Ahead of The University of Melbourne’s major new group exhibition, The same crowd never gathers twice, presented at Buxton Contemporary until 13 October 2024, T Australia sat down with artist Yona Lee to talk about the cello, geometric sculptures and using running water in her work for the first time.
Along with Lee, the exhibition features 5 other leading international and Australian artists: Cate Consandine, Riana Head-Toussaint, Taryn Simon, Angela Goh and Laresa Kosloff.
T Australia: Your art is so tactile and performative but also quirky and beautiful at the same time. Did you always want to be an artist?
Yona Lee: Actually, I wanted to be a cellist and have played since I was six-years-old. I spent my teen years prepping to go to music school, getting those grades and I did audition and got in. I was fairly serious about it but towards the end of it I had an injury on my wrist and I couldn’t continue and I had to choose a different pathway. I realised that I had always loved making and drawing so instead of going to music school, I collected all these drawings and paintings I’d done in my free time and I applied for art school. I didn’t really have an idea that an artist could be a profession and it wasn’t really until the last year of art school that I started thinking about what to do afterwards. It sort of happened naturally.
T Australia: Did you work in other mediums before finding what you are known for – installations, objects and structure?
Yona Lee: What got me excited about sculpture was materials and objects in space. A lot of descriptive language for classical music and sculpture share words – rhythm, pattern, composition, space, body and form. With music these are abstract concepts but with sculpture they become real and physical things. The material language of my work that I’m known for, I arrived at quite early on. My work and I have gone on quite a journey together. It is iterative and generative and always evolving.
T Australia: Tell me about your works for The same crowd never gathers twice? Is it a collaborative work with the other artists or do you all occupy separate spaces?
Yona Lee: The invitation from the institution and the curator was to create a new work that would be dedicated to the space. It’s a sculpture for the Heritage Gallery in Buxton Contemporary, and it’s the only work in those rooms. It’s a space that is often divided up and where the works are hung on the walls. For my work, we’ve removed the partitions to make the space into one room, opened the blinds and the sculpture is positioned in places that are not usually occupied by artwork – like the ceiling trusses, middle of the floor and the garden outside. It’s the first time I’ve used running water in an indoor sculpture and this is something I’m excited about taking further in my work.

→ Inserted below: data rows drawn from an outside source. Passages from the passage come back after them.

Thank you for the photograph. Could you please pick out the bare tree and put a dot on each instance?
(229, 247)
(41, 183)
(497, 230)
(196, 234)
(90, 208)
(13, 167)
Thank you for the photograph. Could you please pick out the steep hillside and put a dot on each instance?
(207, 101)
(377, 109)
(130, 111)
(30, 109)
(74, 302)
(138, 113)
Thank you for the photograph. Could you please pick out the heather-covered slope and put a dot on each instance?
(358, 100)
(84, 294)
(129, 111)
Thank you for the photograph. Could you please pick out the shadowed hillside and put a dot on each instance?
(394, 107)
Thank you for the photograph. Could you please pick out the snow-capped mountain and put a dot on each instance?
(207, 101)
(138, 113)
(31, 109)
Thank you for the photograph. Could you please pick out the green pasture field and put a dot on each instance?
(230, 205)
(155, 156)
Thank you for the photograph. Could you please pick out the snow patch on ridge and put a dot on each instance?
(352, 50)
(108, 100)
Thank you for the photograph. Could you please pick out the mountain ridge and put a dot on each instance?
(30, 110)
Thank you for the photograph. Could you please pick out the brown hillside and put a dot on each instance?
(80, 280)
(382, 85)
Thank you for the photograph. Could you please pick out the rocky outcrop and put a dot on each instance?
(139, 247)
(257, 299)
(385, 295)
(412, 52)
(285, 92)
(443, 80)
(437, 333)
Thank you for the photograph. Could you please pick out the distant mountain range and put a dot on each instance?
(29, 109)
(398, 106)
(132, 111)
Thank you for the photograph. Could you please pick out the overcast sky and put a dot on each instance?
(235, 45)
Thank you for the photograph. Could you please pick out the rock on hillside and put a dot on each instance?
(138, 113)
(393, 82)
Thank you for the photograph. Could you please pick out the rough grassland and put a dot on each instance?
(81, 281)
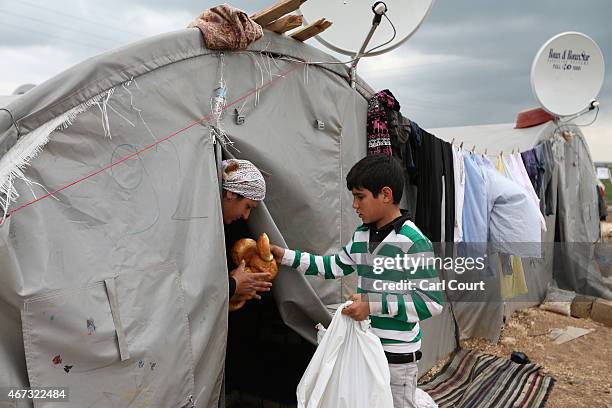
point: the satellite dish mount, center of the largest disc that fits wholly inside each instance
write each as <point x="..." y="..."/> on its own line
<point x="351" y="15"/>
<point x="380" y="9"/>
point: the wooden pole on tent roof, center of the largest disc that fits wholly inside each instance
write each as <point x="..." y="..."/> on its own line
<point x="311" y="30"/>
<point x="285" y="23"/>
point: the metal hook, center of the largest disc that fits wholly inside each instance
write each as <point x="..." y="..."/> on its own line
<point x="13" y="120"/>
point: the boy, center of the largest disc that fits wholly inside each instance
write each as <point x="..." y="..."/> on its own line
<point x="377" y="184"/>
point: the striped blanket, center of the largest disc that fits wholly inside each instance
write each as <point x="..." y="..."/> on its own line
<point x="477" y="380"/>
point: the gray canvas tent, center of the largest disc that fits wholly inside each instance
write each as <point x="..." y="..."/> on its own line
<point x="114" y="282"/>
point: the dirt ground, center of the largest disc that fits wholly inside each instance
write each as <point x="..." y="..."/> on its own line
<point x="582" y="367"/>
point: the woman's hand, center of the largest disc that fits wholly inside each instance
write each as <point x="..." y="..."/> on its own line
<point x="278" y="252"/>
<point x="249" y="283"/>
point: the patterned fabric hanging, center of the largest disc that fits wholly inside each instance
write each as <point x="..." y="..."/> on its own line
<point x="379" y="107"/>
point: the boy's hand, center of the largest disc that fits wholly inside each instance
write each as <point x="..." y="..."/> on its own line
<point x="360" y="309"/>
<point x="278" y="252"/>
<point x="250" y="283"/>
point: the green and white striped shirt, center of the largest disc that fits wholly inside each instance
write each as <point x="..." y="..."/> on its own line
<point x="395" y="310"/>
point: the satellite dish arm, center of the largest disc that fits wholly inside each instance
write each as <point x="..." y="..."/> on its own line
<point x="379" y="8"/>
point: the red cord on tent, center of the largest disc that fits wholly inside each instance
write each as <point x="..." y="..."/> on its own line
<point x="123" y="159"/>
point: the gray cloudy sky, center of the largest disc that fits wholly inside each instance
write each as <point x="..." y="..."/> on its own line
<point x="468" y="64"/>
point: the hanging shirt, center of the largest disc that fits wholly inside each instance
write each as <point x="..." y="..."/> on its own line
<point x="475" y="215"/>
<point x="510" y="267"/>
<point x="534" y="164"/>
<point x="459" y="178"/>
<point x="514" y="219"/>
<point x="515" y="170"/>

T Australia: What do you hope viewers walk away with after seeing your works?
Yona Lee: I don’t have a specific message that I intend to communicate with my work. It’s more about the audience and their encounter with it. The objects and the materials are ordinary and recognisable from everyday life so people have their own associations but the way that things are arranged in space are unfamiliar and irrational.

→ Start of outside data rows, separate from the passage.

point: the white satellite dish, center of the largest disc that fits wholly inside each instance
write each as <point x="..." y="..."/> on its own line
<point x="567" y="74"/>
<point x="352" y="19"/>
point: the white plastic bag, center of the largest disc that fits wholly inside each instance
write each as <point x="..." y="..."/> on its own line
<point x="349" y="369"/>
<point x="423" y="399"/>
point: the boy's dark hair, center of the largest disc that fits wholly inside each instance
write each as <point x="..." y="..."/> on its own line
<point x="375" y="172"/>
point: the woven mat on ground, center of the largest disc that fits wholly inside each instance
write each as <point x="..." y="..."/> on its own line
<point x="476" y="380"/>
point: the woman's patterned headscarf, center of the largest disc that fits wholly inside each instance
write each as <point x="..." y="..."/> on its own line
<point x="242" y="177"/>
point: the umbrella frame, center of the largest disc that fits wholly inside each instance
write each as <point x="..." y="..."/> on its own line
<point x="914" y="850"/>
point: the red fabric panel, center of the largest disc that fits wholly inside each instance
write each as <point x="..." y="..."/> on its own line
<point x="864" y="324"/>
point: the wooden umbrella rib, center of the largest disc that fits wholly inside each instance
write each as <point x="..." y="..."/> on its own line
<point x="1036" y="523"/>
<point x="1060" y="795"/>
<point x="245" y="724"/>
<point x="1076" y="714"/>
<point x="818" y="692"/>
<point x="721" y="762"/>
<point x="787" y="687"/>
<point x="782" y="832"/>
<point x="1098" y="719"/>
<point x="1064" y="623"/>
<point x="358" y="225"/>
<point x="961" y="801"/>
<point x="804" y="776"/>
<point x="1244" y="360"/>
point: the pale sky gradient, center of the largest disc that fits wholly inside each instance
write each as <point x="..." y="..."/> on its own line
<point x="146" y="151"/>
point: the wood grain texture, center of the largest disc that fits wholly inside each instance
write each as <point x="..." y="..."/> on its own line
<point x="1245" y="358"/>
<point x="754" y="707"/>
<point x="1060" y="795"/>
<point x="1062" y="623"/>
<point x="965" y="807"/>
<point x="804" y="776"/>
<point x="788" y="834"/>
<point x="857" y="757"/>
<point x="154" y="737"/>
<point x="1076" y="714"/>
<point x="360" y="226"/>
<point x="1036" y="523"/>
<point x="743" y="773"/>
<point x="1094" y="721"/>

T Australia: Who or what would you say are your biggest inspirations?
Yona Lee: There are amazing classical musicians that can perform the same piece again and again but it never feels the same. There is something iterative about performance in space that I find inspiring. Travelling in between cities and being in transit, I think about how all of these things that are made by us, humans, and like a mirror it reflects us. There is a tension between controlling things and being controlled by them.